Song To Song is a striking and enriching collage on so many levels, and littered with gorgeous fragments that still bespeak of Malick’s capacity to find an arresting image in any setting and scatter intricate rhymes and patterns throughout. Like in a moment, close to the film’s start, when BV caresses Faye with Christmas lights, the accord of their nervous systems given a beautiful visual simile, rhymed to a shot much later of Faye lying sprawled alone on a coiled length of fluorescent lights, drifting in the ether of her own melancholic dreaminess, BV’s touch a memory. Or the sequence of BV and Cook’s first Mexico venture, a rollicking interlude of boozed-up good cheer that sees the two men following the old Beat trail, in the Indian summer of their mutual reliance and excitement at finding a second musketeer, giving way to the sorry sight of Cook trailing after BV and Faye as they spin off into their ecstatic union. And yet the film as a whole fails ultimately to cohere on several levels in a manner none of his other works quite fail, except perhaps his hippy-dippy war movie The Thin Red Line (1998). The reason why seems bound up with the absence of that aesthetic and expressive urgency that drove along Malick’s other recent works, the need to get at some vital fact of existence that had to be articulated no matter what damage was done or discomforting memory was parsed. Part of this failure is linked to the careless approach Malick takes to his characters’ actual business as artists. That facet could be neglected in Knight of Cups because its screenwriter was patently detached from his hack line of work, whereas here the business of making music is supposed preoccupy and define everyone. Malick’s polyphonic cinema on the other hand can’t sit still long enough to engage with creation and performance in any kind of meditative feeling.

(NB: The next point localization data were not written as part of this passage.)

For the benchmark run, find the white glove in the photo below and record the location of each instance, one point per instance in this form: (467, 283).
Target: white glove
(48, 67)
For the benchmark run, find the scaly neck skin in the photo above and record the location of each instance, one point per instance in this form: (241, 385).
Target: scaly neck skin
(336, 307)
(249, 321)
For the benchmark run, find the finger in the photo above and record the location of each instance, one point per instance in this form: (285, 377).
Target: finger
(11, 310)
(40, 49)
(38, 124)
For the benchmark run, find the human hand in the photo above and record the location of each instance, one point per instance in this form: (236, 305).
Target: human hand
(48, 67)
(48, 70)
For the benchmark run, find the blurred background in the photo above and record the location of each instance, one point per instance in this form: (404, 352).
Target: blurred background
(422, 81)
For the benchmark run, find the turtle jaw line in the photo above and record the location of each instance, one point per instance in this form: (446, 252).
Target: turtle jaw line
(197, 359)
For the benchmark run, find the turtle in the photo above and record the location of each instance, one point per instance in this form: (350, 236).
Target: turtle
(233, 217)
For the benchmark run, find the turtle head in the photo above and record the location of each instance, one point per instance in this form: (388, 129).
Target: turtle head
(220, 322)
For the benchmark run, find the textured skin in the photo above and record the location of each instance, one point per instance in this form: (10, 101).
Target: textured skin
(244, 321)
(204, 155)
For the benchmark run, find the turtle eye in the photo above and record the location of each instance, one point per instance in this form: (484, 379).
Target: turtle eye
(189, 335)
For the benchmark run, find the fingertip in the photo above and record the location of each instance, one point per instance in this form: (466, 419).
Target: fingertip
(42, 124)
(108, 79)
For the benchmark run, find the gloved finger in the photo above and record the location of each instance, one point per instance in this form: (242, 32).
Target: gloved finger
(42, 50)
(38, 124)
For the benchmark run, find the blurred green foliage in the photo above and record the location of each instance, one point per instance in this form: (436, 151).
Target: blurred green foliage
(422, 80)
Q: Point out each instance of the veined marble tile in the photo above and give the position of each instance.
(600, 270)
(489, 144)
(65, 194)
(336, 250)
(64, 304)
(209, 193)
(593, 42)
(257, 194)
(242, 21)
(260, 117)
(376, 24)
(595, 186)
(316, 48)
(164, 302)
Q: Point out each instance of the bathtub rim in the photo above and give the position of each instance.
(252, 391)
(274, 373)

Another problem is that none of these characters quite dominate the screen, and so they remain relatively remote as identification figures. The urges of Malick’s dramatis personae towards their destinations in the other films of this unique quartet gain momentum through and because of the pressure-cooker intensity of the filmmaking, mimicking their own impossible urges to move in every direction at once, to feel and know and be and conquer themselves and become unbound. Olga Kurylenko’s Marina and her desperate urge to chase ultimate liberty in To The Wonder had this persuasive, tidal intensity; in Knight of Cups, although the dramatic landscape was even busier than the one here, Christian Bale’s Rick remained key to all we saw, and understood his perpetually Sisyphean existence, so his flight into the wilds at the end also retained cathartic impact. Rhonda’s plight has the stuff of high tragedy but she’s only a minor character in the film when all is said and done, whilst BV and Faye remain comparatively muted figures, avatars for what Malick is trying to say but not quite gaining the stature of archetypes Malick pushes them to attain. But it also must be said that Song To Song also wears its imperfection on its sleeve, its (relatively) ragged, offhand feel as a war banner. Malick’s late oeuvre has stood as a general rebuke to the small-mindedness and watery technique of too much serious contemporary cinema, particularly that coming out of an independent film scene taken as natural heir to the American New Wave, an era Malick stands as one of the last standing warriors from. Song To Song is less rebuke than an act of leadership, signalled through the synergy Malick is chasing between his medium of film and the subculture he studies; just as the elders of the music scene like Smith offer their own counsel to the young artists on hand, this is Malick’s. Song To Song is about its own making and its message is that making, as Malick presents to independent filmmakers a template for creativity that makes virtues out of seeming limitations.